3) “Waves” – All players transitioned to long sounds – some players on sirens, some on drum rolls, and others on cymbal rolls in long crescendos and diminuendos.
4) “Clangs” and “Inuksuit Pyramids (Falling)” – Group 1 began the second event with clanging sounds; Group 2 followed on drums and later Group 3 entered on tam-tams and cymbals.
5) “Wind” and “Birdsongs” – Group 1 played triangles as they returned to the opening circle, while Group 2 played on sizzle cymbals and Group 3 played birdcalls on glockenspiels until a few piccolos joined in with more bird calls. ever more sporadically, until the piece gradually wound down to a stop.

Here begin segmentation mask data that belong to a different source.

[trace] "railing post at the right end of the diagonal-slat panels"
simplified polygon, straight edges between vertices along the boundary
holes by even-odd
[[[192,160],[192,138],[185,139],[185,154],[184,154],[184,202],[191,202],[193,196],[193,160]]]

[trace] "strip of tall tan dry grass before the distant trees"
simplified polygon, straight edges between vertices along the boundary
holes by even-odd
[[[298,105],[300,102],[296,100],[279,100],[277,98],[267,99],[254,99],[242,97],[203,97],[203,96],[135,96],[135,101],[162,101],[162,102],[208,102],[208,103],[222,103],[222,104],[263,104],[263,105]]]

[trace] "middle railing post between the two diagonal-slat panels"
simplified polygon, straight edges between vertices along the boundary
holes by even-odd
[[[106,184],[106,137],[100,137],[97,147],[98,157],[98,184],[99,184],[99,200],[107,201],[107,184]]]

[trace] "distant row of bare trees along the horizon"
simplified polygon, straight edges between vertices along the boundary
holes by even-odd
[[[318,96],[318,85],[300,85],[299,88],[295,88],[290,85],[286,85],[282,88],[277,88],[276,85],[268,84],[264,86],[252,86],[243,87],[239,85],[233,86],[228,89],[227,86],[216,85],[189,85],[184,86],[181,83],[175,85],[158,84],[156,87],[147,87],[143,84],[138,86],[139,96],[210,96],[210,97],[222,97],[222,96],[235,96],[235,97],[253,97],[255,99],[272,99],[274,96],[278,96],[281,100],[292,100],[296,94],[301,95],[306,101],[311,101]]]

The “Inuksuit” parts are typeset in a very creative graphic manner to offer the performers a secondary set of visual cues to influence the performance. The Inuksuit movements titled, “Pyramids,” offer a visual impression of an inuksuit stone pile to the percussionists. This unorthodox notation requires that a full explanation in writing of the composer’s intent accompany the music notation. This graphic notation may indeed have provided some aesthetic influence upon the performers, but without being able to view the score as the music is realized, the listeners in the audience are completely oblivious to this aspect of the piece.
The composer’s graphic notation also creates some very practical performance problems for the percussionists to resolve. In the Rochester performance the graphic notation in the “Pyramids” required individual players to perform patterns of 3:2, 7:4, 9:8, 5:4, and 6:4, all played simultaneously, so many players (including myself) transcribed their parts into another, more accessible notation. The actual effect of these combined notation forms in performance resulted in sound patterns that seemed completely improvised, and indeed, the exact same musical effect for the listeners might have been accomplished by using traditional notation with simple instructions for the players to improvise, because the mathematical complexity in the composer’s notation – assuming it could ever be precisely performed – would be beyond the ability of most listeners’ perception.
A more obvious aesthetic challenge for listeners is that “Inuksuit” is not composed in the mold of a traditional piece of music – the notation is unique; the players perform independently; and the piece is meant to be performed outdoors instead of in a concert hall. The piece also has a considerable theatrical aspect that some might say is at least as important as, or even more important than the sounds in the music. Rather than call this piece “music,” some might prefer to call it something else – “music-theater” or a “music-happening.” However, regardless of what it’s called, the piece certainly had a strong effect on the Rochester listeners, with many of them reporting that they were “very moved” by the performance.
For me, there remains a certain irony in the performance, successful though it was for many listeners, of a piece that is intended to convey a sense of nature while being performed by sixty-some percussionists appearing to be improvising complex patterns or producing an avalanche of sound (in “Waves”) for a thousand listeners meandering about in an urban industrial setting. While ”Inuksuit” was definitely an experience worth having at least once, I wonder whether a more informative way to get a sense of nature might be to spend a little time alone in the nearest woods.